December 17 2014 Latest news:
Wednesday, April 2, 2014
We look back on what was making the news on this day in Norfolk. Today, we look at the Eastern Daily Press front page of April 3, 1991.
Businessman Roger Cooper, jailed for five years without trial in Iran, tasted freedom yesterday — a strong cup of English tea.
Mr Cooper, 55, quickly showed his true Brit style of wit and the tolerance which helped him survive his ordeal.
He told a Heathrow news conference he had survived through “sheer bloody-mindedness”. And although he felt some bitterness at his incarceration for alleged spying, he remained fond of Iran — and would like to return one day. Mr Cooper, who went to his brother Paul’s London home after flying back to Britain, said it was “wonderful” to be there and told newsmen: “I have just had a good cup of English tea which has really perked me up.”
Then, despite having had no sleep for 36 hours, he was driven to his 85-year-old father’s home at Banbury, Oxfordshire, for a reunion. His joy was tinged with sadness. His mother, elder brother, and an uncle died while he was in prison.
A scholar of the Persian language, literature and culture, Mr Cooper arrived at Heathrow shortly before 10am after his surprise release from Tehran’s notorious Evin prison overnight.
It was initially kept secret for fear that Islamic fundamentalists would block the move. Sir Anthony Parsons, former ambassador to Iran and a close friend of Mr Cooper, said he was an “extraordinary person who can endure an ordeal better than anyone else”. Mr Cooper’s tale of courage began with his arrest on December 7, 1985.
He was reluctant to go into details but said last night that he was ill-treated during the early stages of his sentence. “I have got a stubbornness about me and I was deter-mined not to give in,” he said.
And with his father listening, Mr Cooper described how he made up various keep-fit exercises which he performed daily in his tiny prison. He also invented games to occupy him during many long solitary hours.
Businessman Roger Cooper with his daughter, Gisu, and brother, Paul, at Heathrow Airport yesterday.
During the latter stages of his imprisonment, Mr Cooper — known to the expatriate community in Tehran for his French cuisine — took on the responsibility of catering for himself and some of his cell-mates. He joked: “I have been thinking about writing a ‘Good Jail Cookbook’ based on what I have learned.”
He said he was not told he was being released and did not realise that he was on his way back to England until he was put in a car and noticed it was going towards the airport.
He still did not know the exact terms on which he was set free: “It was a bit of a mystery to me why I had really come out of that prison.”
Mr Cooper, who is divorced from his Iranian wife, hugged his 28-year-old daughter Gisu as he joked that anybody who was educated in an English public school and served in the ranks of the British Army, as he had, would have no problems in a Third World prison.
He understood there was a struggle between establishment people who wanted to release him and those who opposed the idea, and that it was resolved only late on Monday night.

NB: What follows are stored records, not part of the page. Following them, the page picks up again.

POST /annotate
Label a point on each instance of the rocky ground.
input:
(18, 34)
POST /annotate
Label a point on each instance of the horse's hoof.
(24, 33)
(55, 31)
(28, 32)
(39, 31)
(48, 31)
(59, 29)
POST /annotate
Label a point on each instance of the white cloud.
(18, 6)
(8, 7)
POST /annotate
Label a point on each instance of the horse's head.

It was the “pragmatists” around Iran’s President Rafsanjani who pressed for his release.
“I believe the Iran that has set me free is not exactly the same as the Iran that arrested me. There have been changes going on,” he said. Mr Cooper said he believed one reason he was originally arrested was that he matched the profile of an English spy — as seen from Tehran. He lived in Iran off and on since 1958 and had no obvious single job.

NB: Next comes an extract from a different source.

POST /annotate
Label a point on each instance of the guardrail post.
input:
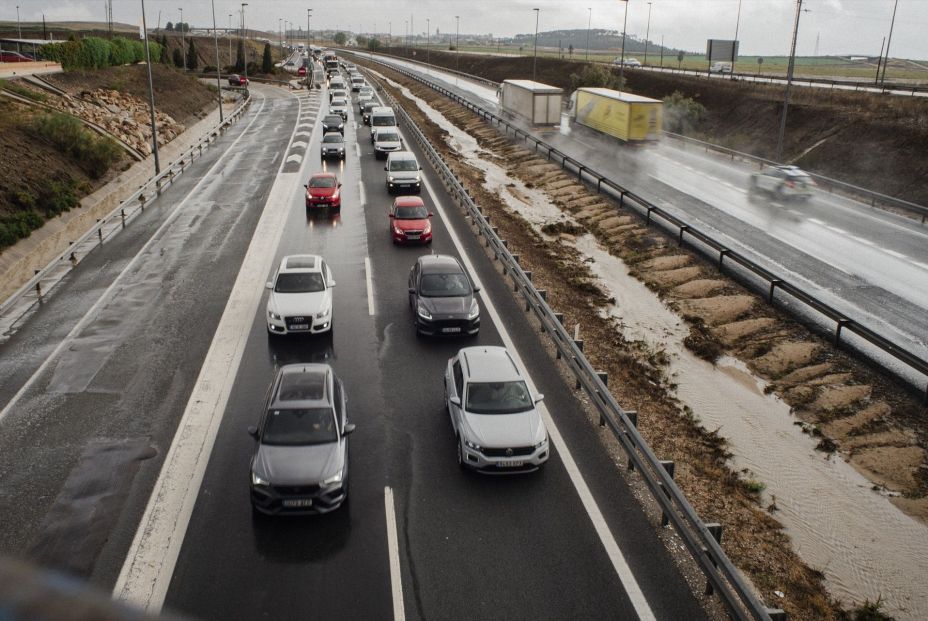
(715, 529)
(669, 466)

He may also have fallen victim to the spy mania which infected Iran at the time. “I do feel bitter towards some people,” he confessed.
He was particularly bitter about Iranian interrogators who put him under a lot of pressure to make his televised confession. “That was frankly staged,” he said. “There were certain things that were written for me, or that I adapted to meet their requests. I learned it by heart.”

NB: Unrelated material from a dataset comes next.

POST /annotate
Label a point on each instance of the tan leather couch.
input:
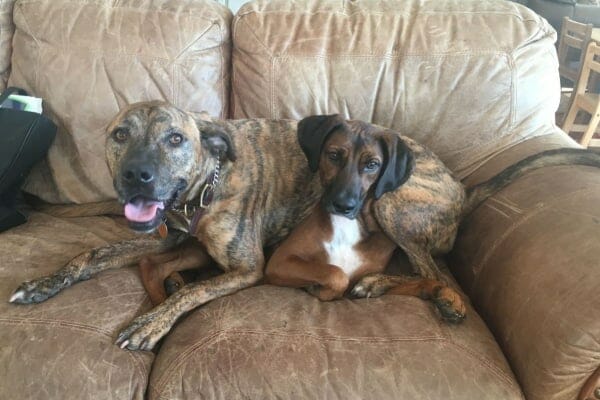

Gisu, a doctor at the Royal Free Hospital in Hampstead, north London, said of her father’s return: “I cannot believe it. I still don’t believe it. I’M still half-dazed, but very happy.” Mr Cooper’s release was wel-comed by Prime Minister John Major, Foreign Secretary Douglas Hurd and Labour leader Neil Kinnock.
The move marks a key stage in the growing rapprochement between London and Tehran... but reaction from the Lebanon dampened hopes for hostages John McCarthy, Jackie Mann and Terry Waite.
Mr Hurd said the move was an “important step” towards improved Anglo-Iranian relations but solving the hostage issue would “open a new chapter” in relations with Tehran.